Les Eaton, 63, always yearned for a house with a fireplace, especially at Christmastime. So when he and his wife, Christine, bought a home in Phoenix, Arizona, in 1994, they installed one.

To celebrate their first holiday in their new home, the couple decorated a fresh evergreen that nearly reached the ceiling of their 14-foot-tall living room. But instead of trashing the tree after the holidays, Eaton started a family tradition by removing the limbs, saving the trunk, and burning it as a Yule log in the fireplace the following Christmas.

The ritual is one the family “really looks forward to each year,” says Christine, 61, “and a way of connecting one Christmas to the next.”

Cookies for my brother

Barbara Casuscelli was just 4 when her 19-year-old brother, Bill Bogardus, enlisted in the U.S. Air Force.

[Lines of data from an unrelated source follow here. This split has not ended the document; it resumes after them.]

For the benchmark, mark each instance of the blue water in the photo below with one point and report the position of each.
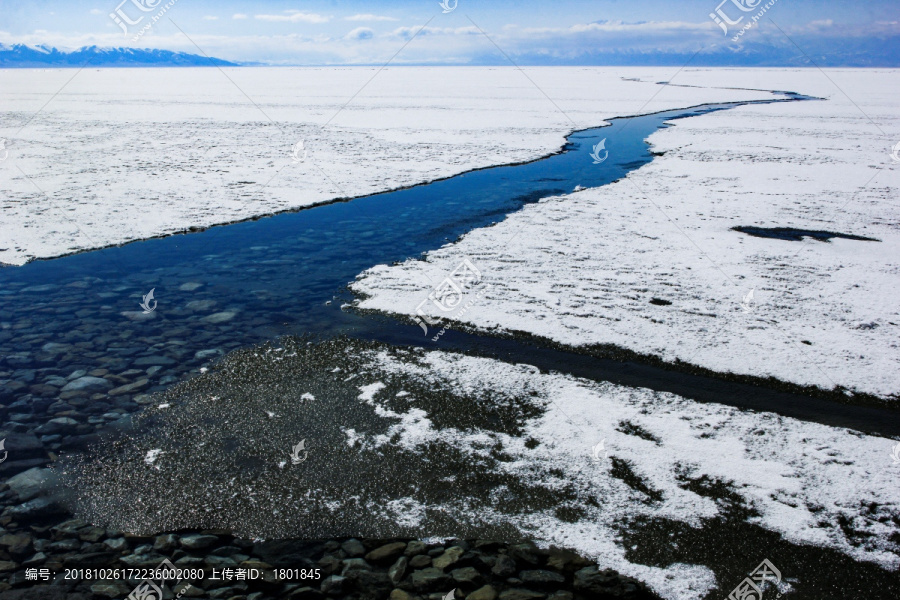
(280, 272)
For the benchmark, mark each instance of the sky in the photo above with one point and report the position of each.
(532, 32)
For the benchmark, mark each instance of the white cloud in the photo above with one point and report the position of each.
(369, 17)
(361, 33)
(294, 16)
(422, 31)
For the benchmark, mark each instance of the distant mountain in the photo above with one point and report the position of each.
(20, 55)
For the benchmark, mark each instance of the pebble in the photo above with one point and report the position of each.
(87, 384)
(220, 317)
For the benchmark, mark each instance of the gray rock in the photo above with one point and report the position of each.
(154, 361)
(353, 548)
(55, 348)
(420, 562)
(521, 594)
(31, 483)
(333, 586)
(566, 560)
(144, 560)
(591, 580)
(220, 317)
(414, 548)
(138, 386)
(19, 545)
(39, 507)
(110, 589)
(57, 425)
(504, 567)
(35, 561)
(90, 560)
(430, 579)
(165, 542)
(116, 544)
(355, 564)
(198, 541)
(398, 570)
(200, 305)
(76, 374)
(386, 553)
(138, 315)
(450, 556)
(87, 384)
(467, 577)
(540, 578)
(484, 593)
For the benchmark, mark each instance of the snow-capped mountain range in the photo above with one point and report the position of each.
(20, 55)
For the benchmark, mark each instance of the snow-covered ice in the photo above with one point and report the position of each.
(802, 478)
(583, 269)
(125, 154)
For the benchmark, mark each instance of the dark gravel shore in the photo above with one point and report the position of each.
(364, 569)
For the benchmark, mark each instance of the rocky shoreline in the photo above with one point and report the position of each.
(38, 534)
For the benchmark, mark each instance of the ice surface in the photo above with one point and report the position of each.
(803, 478)
(484, 448)
(125, 154)
(583, 269)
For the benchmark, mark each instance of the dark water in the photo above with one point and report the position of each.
(272, 276)
(796, 235)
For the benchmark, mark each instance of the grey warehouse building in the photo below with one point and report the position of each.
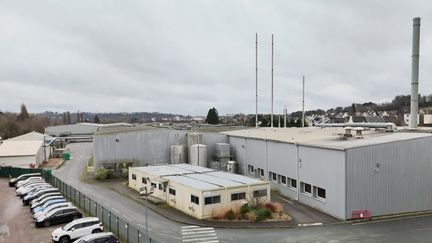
(382, 172)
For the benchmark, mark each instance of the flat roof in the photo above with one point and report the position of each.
(328, 137)
(19, 148)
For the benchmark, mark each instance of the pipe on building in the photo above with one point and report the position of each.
(389, 126)
(415, 72)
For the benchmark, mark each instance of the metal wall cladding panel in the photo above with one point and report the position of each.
(390, 178)
(282, 159)
(239, 152)
(324, 168)
(144, 147)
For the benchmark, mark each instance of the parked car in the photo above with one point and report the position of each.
(28, 198)
(25, 189)
(77, 229)
(50, 208)
(34, 190)
(47, 204)
(43, 201)
(58, 216)
(44, 196)
(106, 237)
(13, 181)
(28, 180)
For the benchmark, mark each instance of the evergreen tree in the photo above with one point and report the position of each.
(212, 116)
(96, 119)
(24, 114)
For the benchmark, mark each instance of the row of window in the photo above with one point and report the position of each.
(234, 197)
(284, 180)
(316, 192)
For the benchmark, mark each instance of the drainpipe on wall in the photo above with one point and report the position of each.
(298, 172)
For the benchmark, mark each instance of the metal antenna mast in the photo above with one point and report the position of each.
(256, 79)
(303, 105)
(271, 119)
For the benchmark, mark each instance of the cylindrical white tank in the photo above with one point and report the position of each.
(178, 154)
(232, 167)
(198, 155)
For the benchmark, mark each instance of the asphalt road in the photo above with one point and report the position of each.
(414, 229)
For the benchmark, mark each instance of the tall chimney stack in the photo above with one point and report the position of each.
(414, 73)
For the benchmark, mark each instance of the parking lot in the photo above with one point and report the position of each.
(16, 224)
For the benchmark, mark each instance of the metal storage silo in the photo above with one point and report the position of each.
(232, 167)
(198, 155)
(178, 154)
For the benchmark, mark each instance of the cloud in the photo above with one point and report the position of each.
(187, 56)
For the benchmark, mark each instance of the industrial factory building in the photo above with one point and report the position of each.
(338, 172)
(197, 191)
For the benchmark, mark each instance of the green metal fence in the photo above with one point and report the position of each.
(125, 230)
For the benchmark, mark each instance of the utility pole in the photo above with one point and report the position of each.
(271, 119)
(256, 80)
(303, 105)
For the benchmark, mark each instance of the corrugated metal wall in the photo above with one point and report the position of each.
(146, 147)
(400, 182)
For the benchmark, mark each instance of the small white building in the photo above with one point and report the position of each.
(22, 154)
(197, 191)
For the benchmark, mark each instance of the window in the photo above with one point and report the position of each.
(211, 200)
(320, 193)
(282, 179)
(171, 191)
(261, 172)
(195, 199)
(306, 188)
(250, 169)
(260, 193)
(292, 183)
(272, 176)
(238, 196)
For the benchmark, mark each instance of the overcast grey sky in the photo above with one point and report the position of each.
(187, 56)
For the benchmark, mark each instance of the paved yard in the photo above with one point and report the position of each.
(16, 224)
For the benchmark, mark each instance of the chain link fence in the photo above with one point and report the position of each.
(125, 231)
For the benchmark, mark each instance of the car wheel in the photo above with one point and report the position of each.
(64, 239)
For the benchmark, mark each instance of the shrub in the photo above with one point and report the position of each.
(251, 216)
(263, 213)
(278, 208)
(271, 207)
(244, 209)
(230, 215)
(100, 173)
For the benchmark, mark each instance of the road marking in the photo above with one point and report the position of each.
(311, 224)
(198, 234)
(197, 229)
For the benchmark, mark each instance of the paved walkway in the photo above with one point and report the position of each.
(304, 214)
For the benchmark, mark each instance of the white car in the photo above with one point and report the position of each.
(28, 180)
(106, 237)
(44, 196)
(77, 229)
(50, 208)
(26, 189)
(42, 202)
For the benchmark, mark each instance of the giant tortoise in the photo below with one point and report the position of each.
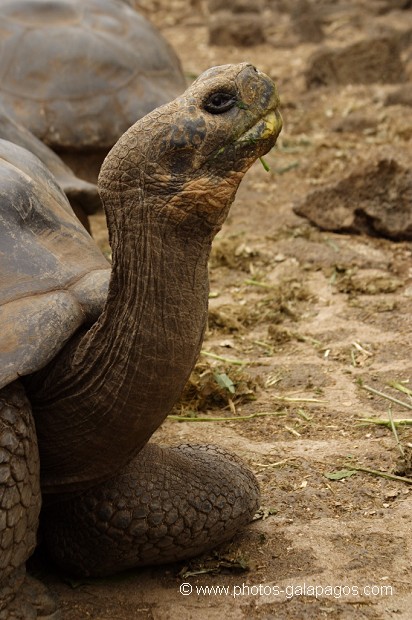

As Christmas approached, she and her dad baked their first batch of Toll House chocolate chip cookies to send to Bogardus and his new buddies. “I helped, and we had a ball,” recalls Casuscelli, now 70, of North Adams, Massachusetts.

Every Christmas while Bogardus served in the military, and even after he completed his military service and moved to St. Louis, Missouri, his little sister and dad mailed him a batch of homemade butterscotch, cherry winks or chocolate chip cookies.

Their father died in 1966, and Bogardus is now 85. But Casuscelli has continued the tradition, except for a few years ago when she was too busy and frazzled to bake.

“Well, I heard about it from my brother: ‘Where’s the box of cookies?’” she says with a laugh. “So the following year, I made two boxes!”